Tax Deductions You Can No Longer Count On
The Tax Cuts and Jobs Act of 2017 enacted changed that start to take effect this tax season. Some of these changes are that there are tax deductions that you can no longer take advantage of. In this article, we are going to go over the tax deductions that are going away.
Personal and Dependent Exemptions
Personal and dependent exemptions used to allow you to reduce your taxable income by $4,050 for yourself and any dependents that you claim. Even though these are not technically deductions, they do allow you to reduce your taxable income. Due to the higher standard deduction, the personal and dependent exemptions are being done away with. Depending on the size of your family, the higher standard deduction may not make up for the loss of the exemptions, so you may have to find a back up plan to help reduce your income.
Commuter Tax Benefits
In past tax years there used to be several tax benefits for commuters. But with the TCJA those benefits have been phased out. This includes the $20 a month reimbursement that employers could give to employees for the bicycle commuting expenses tax free. It also removes employer tax deductions for packing, transit, and carpooling benefits paid to employees. Employees can still receive up to $260 a month tax free for parking, transit, and vanpooling benefits. But these are not longer deductible to the employer.

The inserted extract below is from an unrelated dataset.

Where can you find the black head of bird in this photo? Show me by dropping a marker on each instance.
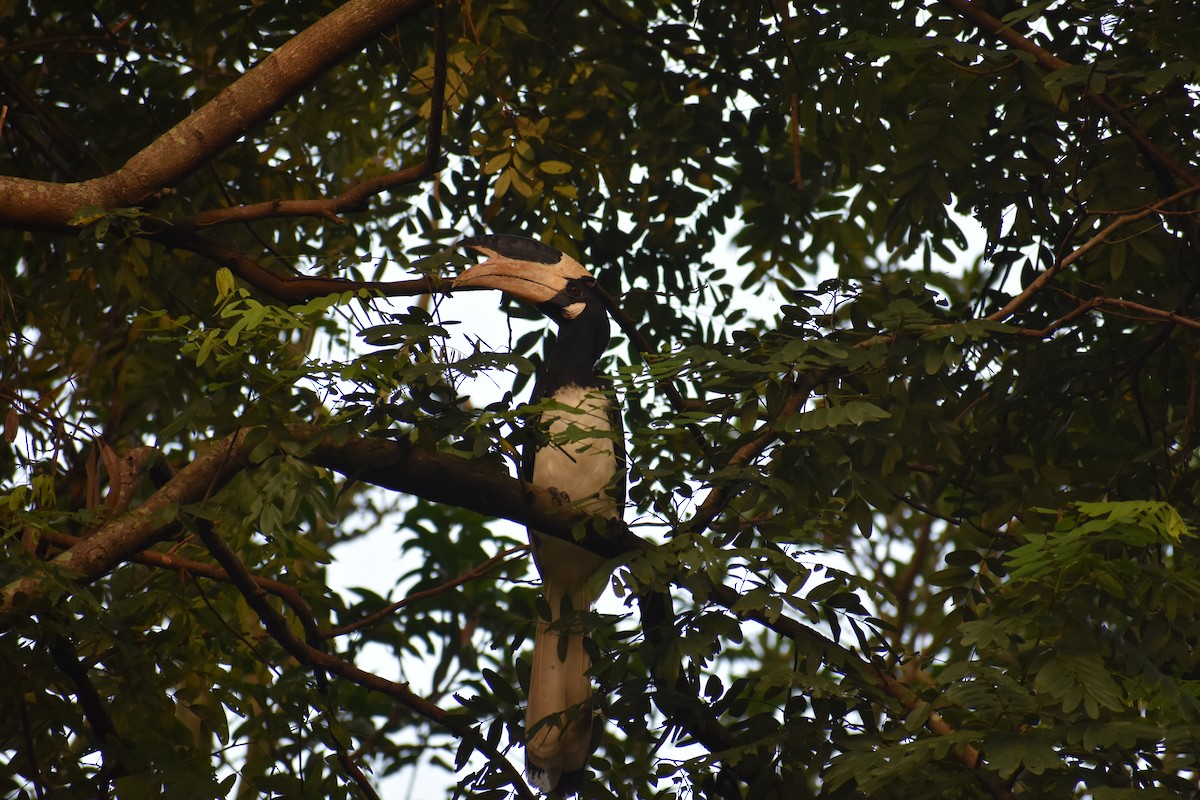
(561, 288)
(582, 464)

Under the new tax laws, no expenses for moving are deductible, no matter how far the move is. The only exception is if you are on active military duty and you are moving for a service related reason.

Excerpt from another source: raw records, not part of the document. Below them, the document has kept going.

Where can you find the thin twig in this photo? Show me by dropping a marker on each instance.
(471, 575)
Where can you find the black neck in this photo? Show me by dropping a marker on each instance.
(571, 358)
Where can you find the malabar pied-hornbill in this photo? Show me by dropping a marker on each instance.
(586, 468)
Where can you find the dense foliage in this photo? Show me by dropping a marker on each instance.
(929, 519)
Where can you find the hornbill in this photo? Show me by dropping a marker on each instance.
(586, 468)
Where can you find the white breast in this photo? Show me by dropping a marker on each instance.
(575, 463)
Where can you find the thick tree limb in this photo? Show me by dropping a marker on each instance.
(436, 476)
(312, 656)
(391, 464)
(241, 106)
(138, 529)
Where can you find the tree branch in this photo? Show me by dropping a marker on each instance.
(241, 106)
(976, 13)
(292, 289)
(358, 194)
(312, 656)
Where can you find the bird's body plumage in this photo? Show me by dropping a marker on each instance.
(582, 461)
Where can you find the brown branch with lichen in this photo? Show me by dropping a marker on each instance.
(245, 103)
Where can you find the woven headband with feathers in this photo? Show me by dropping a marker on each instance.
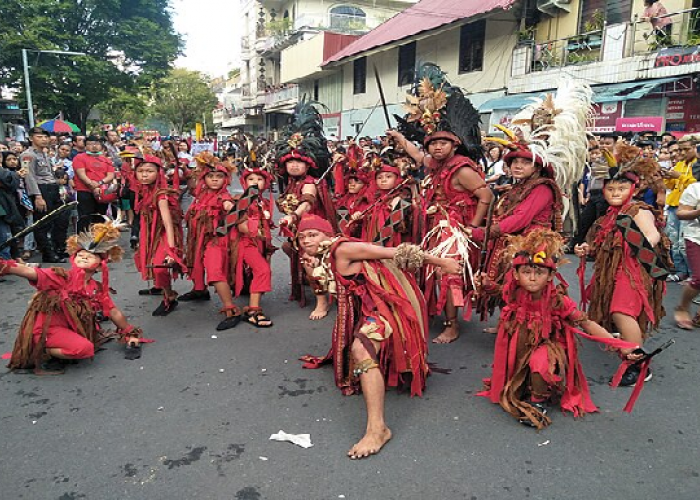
(434, 105)
(304, 135)
(546, 243)
(554, 130)
(100, 238)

The alimony deduction allowed the spouse who was paying alimony to receive a deduction for the amount paid. But the receiving spouse would have to pay taxes on the alimony amount received. Now for any divorces that happen after December 31, 2018 this deduction will no longer be available to the paying spouse and the receiving spouse will not have to pay taxes on the amount. Any alimony payments initiated before December 31, 2018 are not affected by this change.
Casualty and Theft Losses
Now you are no longer able to deduct losses from a disaster or theft that were not covered by your insurance policy. However, if you live in a Presidentially Designed Disaster Zone you can take a disaster loss deduction.
Unreimbursed Job Expenses
In the past, you could deduct unreimbursed job expenses. This would include out of pocket expenses such as travel, transportation, meals, union/professional dues, work-related education, the cost for finding a new job, and uniforms. Now you are no longer able to deduct those expenses. This is a big hit for many people, and you should plan ahead for its effects.
There are also a few other deductions that are going away. These include:
- Foreign Property Taxes: You can no longer deduct taxes paid on foreign real estate.
- Investment Expenses: Fees for investment management, tax advice, and legal advice are no longer deductible.
- Tax Preparation Fees: You are no longer able to deduct the cost of software, professional fees, electronic filing fees, and fees to fight issues with the IRS.
Preparing for Your Tax Return
If you are worried about the effects of these tax deductions being taken away are going to have on your return, make sure to plan ahead. Meet with your qualified tax preparer before it is too late, to see if there are any last-minute tax moves you can take advantage of.